Las manifestaciones en contra de gobiernos autoritarios en los países árabes, reflejan la inconformidad del pueblo en esa región del mundo. La desigualdad, la falta de oportunidades y la violación de los derechos fundamentales del hombre caracterizan a Egipto, Libia, Marruecos, Bahrein y Yemen, entre otros.
La crisis económica y financiera del 2008 ha tenido un impacto muy negativo en la Unión Europea. España, Grecia, Irlanda y Portugal son ejemplos de países donde han surgido movimientos sociales como consecuencia de las políticas implementadas en los últimos años por el establishment.
La gran potencia de los Estados Unidos de Norteamérica se encuentra en serios problemas financieros, su deuda se ha incrementado y está en riesgo de caer en suspensión de pagos.
La inestabilidad económica, financiera, política y social global nos obliga a un replanteamiento sobre el orden mundial, se prevé una nueva crisis en los próximos meses.
En la teoría realista defensiva del balance del poder en las relaciones internacionales, la prioridad es la seguridad. El actual multipolarismo requiere de políticas consensuadas y avaladas por la mayoría de los países.
El crecimiento poblacional, la pobreza, el desempleo, las pandemias, el racismo, las guerras religiosas, el crimen organizado internacional, la corrupción y el impacto ambiental son ejemplos de problemas a resolver por los líderes mundiales y las organizaciones e instituciones internacionales.
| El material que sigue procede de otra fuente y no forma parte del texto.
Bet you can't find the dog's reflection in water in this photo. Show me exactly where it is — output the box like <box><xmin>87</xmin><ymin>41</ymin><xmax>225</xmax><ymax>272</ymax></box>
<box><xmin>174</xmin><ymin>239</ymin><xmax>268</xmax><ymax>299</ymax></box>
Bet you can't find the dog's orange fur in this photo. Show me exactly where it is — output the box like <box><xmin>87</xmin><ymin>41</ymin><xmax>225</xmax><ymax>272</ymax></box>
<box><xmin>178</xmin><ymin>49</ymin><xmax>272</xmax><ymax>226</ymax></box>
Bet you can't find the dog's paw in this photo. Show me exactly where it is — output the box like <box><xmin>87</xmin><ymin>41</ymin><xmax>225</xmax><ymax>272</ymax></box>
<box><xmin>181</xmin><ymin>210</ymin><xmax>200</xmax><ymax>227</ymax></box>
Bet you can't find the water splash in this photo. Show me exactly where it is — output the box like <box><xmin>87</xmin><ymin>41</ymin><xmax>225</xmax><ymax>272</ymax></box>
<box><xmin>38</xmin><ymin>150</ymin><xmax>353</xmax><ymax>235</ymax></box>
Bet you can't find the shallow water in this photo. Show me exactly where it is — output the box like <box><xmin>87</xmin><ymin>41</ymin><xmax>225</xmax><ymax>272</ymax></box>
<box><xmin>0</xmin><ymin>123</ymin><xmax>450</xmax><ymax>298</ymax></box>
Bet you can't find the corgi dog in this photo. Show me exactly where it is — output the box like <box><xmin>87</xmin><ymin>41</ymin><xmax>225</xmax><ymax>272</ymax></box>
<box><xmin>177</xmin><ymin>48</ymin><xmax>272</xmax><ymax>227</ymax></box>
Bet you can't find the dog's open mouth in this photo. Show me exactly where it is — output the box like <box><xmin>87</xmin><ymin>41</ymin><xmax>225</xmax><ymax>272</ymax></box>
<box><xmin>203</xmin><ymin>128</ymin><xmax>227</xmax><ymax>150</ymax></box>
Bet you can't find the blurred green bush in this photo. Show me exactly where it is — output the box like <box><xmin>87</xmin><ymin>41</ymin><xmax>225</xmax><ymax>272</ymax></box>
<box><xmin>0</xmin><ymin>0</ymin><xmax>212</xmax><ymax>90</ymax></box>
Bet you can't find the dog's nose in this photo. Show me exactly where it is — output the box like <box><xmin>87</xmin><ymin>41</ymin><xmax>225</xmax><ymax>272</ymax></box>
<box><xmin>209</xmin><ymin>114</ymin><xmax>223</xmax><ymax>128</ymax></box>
Es el momento de desarrollar un régimen global donde la migración y el multiculturalismo no amenacen la paz mundial y el sistema económico y financiero se conduzca bajo reglas transparentes que permitan una mayor estabilidad.
Los ciudadanos globales somos corresponsables socialmente de la construcción del nuevo orden mundial, empecemos por nuestra nación.